Starfish, also called Asteroidea, are marine animals that have a radial morphology and a calcareous ossicle composed of jointed parts. In a recent study, researchers indicated that some of these starfish composed of a very fragile mineral are fortified by means of architectural techniques. The mineral concerned would be called calcite.
In fact, according to the researchers, the skeleton of a starfish is made up of pebbly growths called ossicles which mainly consist of the mineral calcite. The latter is very fragile, even more so when it is porous. However, the starfish’s hole-riddled ossicles are enhanced by an unexpected arrangement.
Furthermore, the way the animal forms the diamond-shaped network remains a great mystery to scientists.
Scientists examined the ossicles of dozens of stars dead cells using an electron microscope at a distance of 50 micrometers, or about half the width of a human hair. They were able to observe that the apparently amorphous body of each ossicle gives rise to a structural pattern which reflects the arrangement of carbon atoms in a diamond lattice.

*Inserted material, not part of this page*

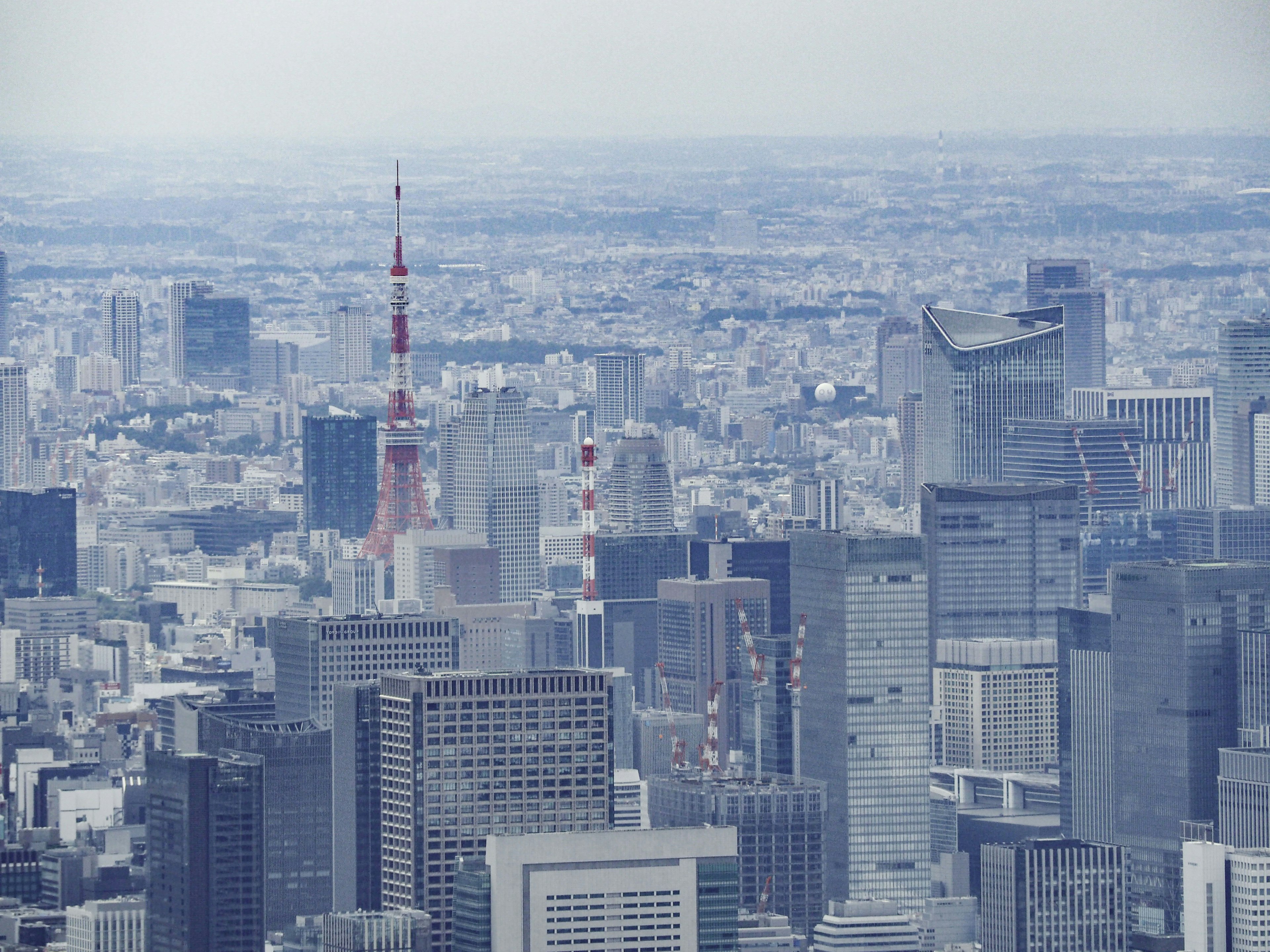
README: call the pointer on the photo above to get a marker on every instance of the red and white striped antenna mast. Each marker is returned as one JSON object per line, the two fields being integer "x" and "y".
{"x": 588, "y": 520}
{"x": 403, "y": 504}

” When we first saw the structure, we were truly amazed. »
Ling Li, materials scientist at Virginia Tech in Blacksburg
A diamond shaped lattice and pattern of the mineral calcite
Also during this study, the scientists noticed that the diamond-shaped network is at the origin of the hardening of the ossicles starfish. However, it is not the only explanation for this phenomenon. This is because the atoms that make up calcite have their own pattern in this lattice, which looks like a stack of hexagons. This pattern affects the strength of calcite minerals.

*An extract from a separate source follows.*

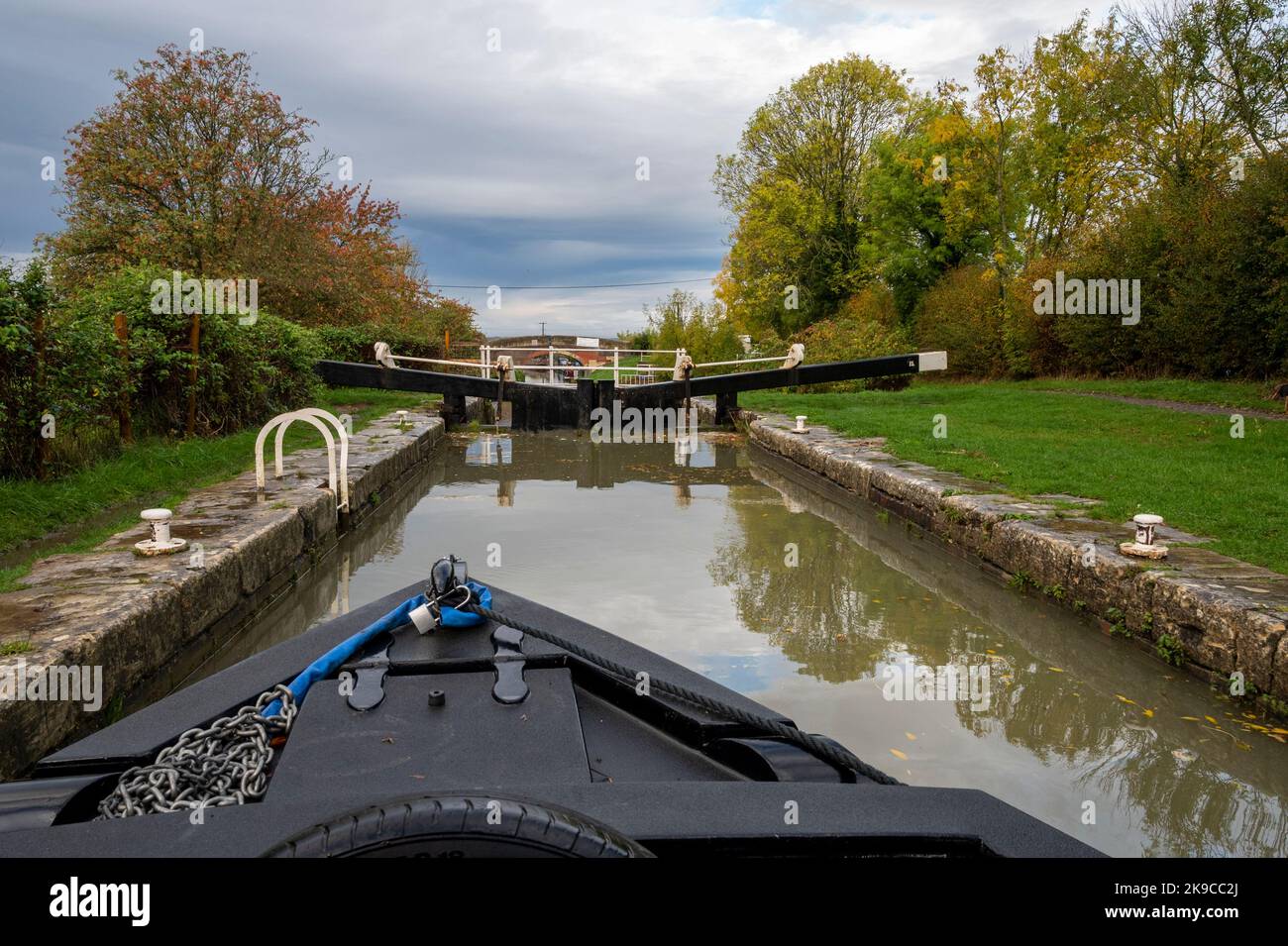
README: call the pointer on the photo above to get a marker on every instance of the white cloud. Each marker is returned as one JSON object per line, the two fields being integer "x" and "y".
{"x": 515, "y": 166}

In general, the mineral resistance is not equal in all respects. Thus, calcite becomes more brittle when pressure is exerted on it in one direction rather than another. In addition, the atomic structure and the diamond-shaped lattice are arranged in the skeleton to compensate for the natural weakness of calcite.
Furthermore, by understanding how starfish build their skeletons, it would be possible to develop stronger porous materials.